Task 2.2 - Counting the Frequency of Letters in Text

Now we will create an algorithm to find the frequency of letters in a given text.

Tips for procedure

Begin with a function that takes in a text (can be anything).
In the function, create a “dictionary” (Python Dictionaries), with entries for each letter of the alphabet, set to 0. ({'A' = 0, 'B' = 0, 'C' = 0, ..., 'Z' = 0})
Go through the entire text and count each letter (increase by 1 in the corresponding entry in the dictionary). Here you should probably ignore characters that are not letters, also remember uppercase and lowercase letters.
Keep track of how many letters have been counted in total.
When you are finished counting, divide / each value in the table by the length of the text and then multiply by 100, this will give you a percent frequency. (You can of course let your table be between 0 and 1 instead).
Now you should have a frequency table for the text.

Task 2.3 - Compare the frequency of a text with the actual frequency

When you have found the frequency of all the letters in the text, you can create a function that finds the “distance”. Huh? What is meant by that?!

You can imagine that the frequency of, for example, E in the text will be a number. You can find the “distance” this has with the actual frequency, which is 12.70. Example: The frequency is 9.63, what is the distance? The distance will be the absolute value (negative numbers become positive) between these two values: \(12.70 - 9.63 = 3.07\).

Create a function that goes through each of the letters and finds the distance. Then add all the distances together into a “total” distance.

Math function?

If you’re wondering what the math function for this looks like, it’s as follows:

\(\sum_{n=0}^{N} \lvert a - b\rvert\)

Tips for procedure

Use a for-loop to go through the entire frequency table.
For each letter in the frequency table, find the absolute value compared to the actual frequency. Use the abs() function in Python for this.
Add together all the values, and you should get an end result.
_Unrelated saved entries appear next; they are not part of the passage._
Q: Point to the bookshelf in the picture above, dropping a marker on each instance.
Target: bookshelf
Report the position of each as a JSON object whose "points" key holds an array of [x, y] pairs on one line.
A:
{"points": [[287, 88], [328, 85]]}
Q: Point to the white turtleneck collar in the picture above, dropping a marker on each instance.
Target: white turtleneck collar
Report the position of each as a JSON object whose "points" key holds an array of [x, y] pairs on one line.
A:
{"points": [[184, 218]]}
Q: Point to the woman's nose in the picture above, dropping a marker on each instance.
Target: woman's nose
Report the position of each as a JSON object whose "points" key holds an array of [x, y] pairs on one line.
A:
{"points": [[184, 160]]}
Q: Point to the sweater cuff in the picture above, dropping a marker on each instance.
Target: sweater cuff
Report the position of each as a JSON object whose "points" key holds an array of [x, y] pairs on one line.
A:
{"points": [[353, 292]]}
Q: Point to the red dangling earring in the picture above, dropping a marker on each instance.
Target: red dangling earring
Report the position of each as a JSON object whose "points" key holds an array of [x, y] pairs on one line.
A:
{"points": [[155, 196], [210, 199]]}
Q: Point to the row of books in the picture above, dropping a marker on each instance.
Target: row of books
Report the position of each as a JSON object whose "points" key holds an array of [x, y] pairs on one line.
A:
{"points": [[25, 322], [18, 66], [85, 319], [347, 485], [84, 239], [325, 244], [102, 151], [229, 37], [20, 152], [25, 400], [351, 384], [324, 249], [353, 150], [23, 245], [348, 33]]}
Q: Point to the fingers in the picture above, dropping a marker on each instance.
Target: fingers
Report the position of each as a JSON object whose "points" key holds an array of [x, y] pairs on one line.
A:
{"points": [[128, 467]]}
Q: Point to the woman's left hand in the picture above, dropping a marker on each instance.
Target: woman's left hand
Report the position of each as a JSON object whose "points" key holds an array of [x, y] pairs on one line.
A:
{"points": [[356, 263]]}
Task 2.4 - “Crack” a Caesar Cipher

Now we will finally put together everything we have done so far! Now we will “crack” a Caesar cipher.

Create a program that “cracks” a Caesar cipher! Without user influence, you should be able to throw in an encrypted text and retrieve the decrypted text without needing a key.

Test data

Here is some test data you can use, what do these say?

Test-data
`cqrbvnbbjpnrbjenahbnlancxwnqxynoduuhhxdjanjkuncxmnlxmnrclxvyuncnuhjwmqnanjanbxvnfxamboaxvxdaojexarcnsnmrqnuuxcqnanrcbxenajwjtrwrqjencqnqrpqpaxdwmhxdfnanarpqccqnwnpxcrjcrxwbfnanbqxac`
`lsaizivxlmwqiwwekimwuymxiwlsvxwsmxqmklxrsxasvoewibtigxihlsaizivmjmxhsiwksshnsf`
`bmtxymjwjsfdfsxbjwrjxyfsifsizsktqidtzwxjqkqtslqnajymjpnslgfwsfwitmjdtzhtrjrtxyhfwjkzqqdzutsdtzwmtzwynxstbxywzhpybjqajljyymjjytgjikwfshnxhtktwymnxwjqnjkrzhmymfspxynxgnyyjwhtqifsinfrxnhpfymjfwymfajdtzmfivznjylzfwistyfrtzxjxynwwnslbjqqlttisnlmynkdtzitrjjymtwfyntfsirfwhjqqzxymjwnafqxtkrdbfyhmgniymjrrfpjmfxyj`
`zwkyvivrivrepzuzfkjzekyviffdnzcckyvpgcvrjvjkreulgjrzukyvjritrjkztkvrtyvirwkvircfexjzcvetvfevwivjydreifjvkfyzjwvvkefnkyvedzjkvinypufpfltfejzuvipflijvcwrezuzfkzehlzivukyvkvrtyvinzkyrjevvinvccrtklrccpzufekjrzukyvjkluvekslkzyrkvkfjvvpfljkreuzexlgkyvivrccsppflijvcw`
`uwwilxchaniuffehiqhfuqmizupcuncihnbylycmhiqusuvyymbiofxvyuvfynizfscnmqchamulyniimguffniayncnmzunfcnnfyvixsizznbyaliohxnbyvyyizwiolmyzfcymuhsqusvywuomyvyymxihnwulyqbunboguhmnbchecmcgjimmcvfysyffiqvfuwesyffiqvfuwesyffiqvfuwesyffiqvfuweiibvfuweuhxsyffiqfynmmbueycnojufcnnfyvullsvlyuezumncmlyuxswigcha`

Tips for procedure

Begin by creating a function that takes in text.
Use the decryption function for Caesar cipher with rotation N on the text, N starts at 0.
Create a frequency table of the result
Determine the distance of the result in relation to the actual frequency table
Either: a) keep track of the distance in a list, or b) keep track of the smallest value and the rotation (this becomes the key)
Increase the rotation by 1 and repeat steps 2 to 6 until N reaches 26 (full rotation).
Return the decrypted text, i.e. the smallest distance is the correct key.